Martini, Mosè
Agosto 1978. P. Carlo Maria guida un corso di Esercizi spirituali a un gruppo di confratelli gesuiti. Il tema scelto è la figura di Mosè. Sette meditazioni che l’allora neo rettore della Gregoriana ha forgiato, perché lui per primo si lasciava forgiare dalla Parola di Dio.
“Le parole della Bibbia sono come il seme – scrive p. Maurizio Teani, gesuita, nell’introduzione alla nuova edizione con Garzanti – : parlano a noi oggi solo se le facciamo calare nel terreno della vita. Parlano a chi è immerso nei problemi fondamentali dell’esistenza e del proprio momento storico, quei problemi a cui la Scrittura offre una risposta originale“.
Quando ci si accosta ai testi di Carlo Maria Martini, sia che sono omelie, oppure corso di Esercizi come questo, oppure Lettere pastorali, bisogno essere come un terreno che da diverso tempo non riceve acqua: le sue parole scendono in profondità, e lungo il loro percolare interiore, rilasciano una freschezza nutriente che la può sperimentare solo chi ne fa diretta esperienza.
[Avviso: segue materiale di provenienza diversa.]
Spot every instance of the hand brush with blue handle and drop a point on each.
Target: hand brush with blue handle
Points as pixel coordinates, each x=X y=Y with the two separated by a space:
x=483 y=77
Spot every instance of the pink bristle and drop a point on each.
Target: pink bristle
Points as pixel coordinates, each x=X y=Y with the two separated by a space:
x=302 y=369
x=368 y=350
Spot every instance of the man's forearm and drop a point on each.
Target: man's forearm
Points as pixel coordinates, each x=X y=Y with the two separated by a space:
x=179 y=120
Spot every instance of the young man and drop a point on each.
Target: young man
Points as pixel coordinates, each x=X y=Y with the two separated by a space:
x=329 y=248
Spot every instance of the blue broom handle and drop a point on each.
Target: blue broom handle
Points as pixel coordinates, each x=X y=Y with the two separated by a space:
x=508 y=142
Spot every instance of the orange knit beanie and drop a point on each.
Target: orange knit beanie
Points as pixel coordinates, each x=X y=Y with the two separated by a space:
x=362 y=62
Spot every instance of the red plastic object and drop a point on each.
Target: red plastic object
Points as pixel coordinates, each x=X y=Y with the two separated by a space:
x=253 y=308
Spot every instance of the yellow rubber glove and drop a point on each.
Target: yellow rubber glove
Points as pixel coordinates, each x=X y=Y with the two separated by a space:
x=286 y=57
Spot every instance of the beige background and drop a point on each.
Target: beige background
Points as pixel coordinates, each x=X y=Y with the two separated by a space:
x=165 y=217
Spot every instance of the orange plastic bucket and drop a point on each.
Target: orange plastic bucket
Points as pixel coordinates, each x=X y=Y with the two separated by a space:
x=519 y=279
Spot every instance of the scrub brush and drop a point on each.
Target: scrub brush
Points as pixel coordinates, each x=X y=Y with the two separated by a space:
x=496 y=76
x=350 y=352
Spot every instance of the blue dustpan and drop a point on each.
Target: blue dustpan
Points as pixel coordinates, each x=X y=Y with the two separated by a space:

Per interposta persona non è possibile.
Nei tempi della pandemia, e delle restrizioni divenute compagne forzate di viaggio, riprendo una frase di Martini, nella meditazione ai suoi confratelli riferita a Mosè verso i suoi 40 anni: “L’isolamento come tale ha un carattere negativo: è l’uomo che vive disperatamente solo, magari in mezzo alla gente, ove comunque si sente non compreso e fallito; al contrario, la solitudine per ogni uomo, anche per l’uomo moderno, è un valore fondamentale. Ciò vuol dire – prosegue p. Carlo Maria – che c’è un momento in cui l’uomo giunge a riconoscere che niente lo soddisfa davvero, che tutti i suoi metodi, tutte le sue esperienze, tutte le sue speranze lo hanno soddisfatto solo fino a un certo punto: rimane ancora un vuoto, un vuoto che soltanto Dio può colmare. È un’esperienza che non si fa quando ancora le cose si accavallano una sull’altra e si continua a sperare che ciascuna di esse riempia quel vuoto“.
Suggerisco la meditazione di questo testo a una condizione interiore: di non sfogliarlo come semplici parole, ma di gustarlo a piccole frasi, brevi paragrafi, per avvertire tutta la ricchezza che può sprigionare a chi si fa umile e piccolo davanti alla Parola. Come è stato per Mosè. E per Carlo Maria, gesuita.
Carlo Maria Martini, Mosè, Milano, Garzanti, 2020, pp. 160, € 10,00.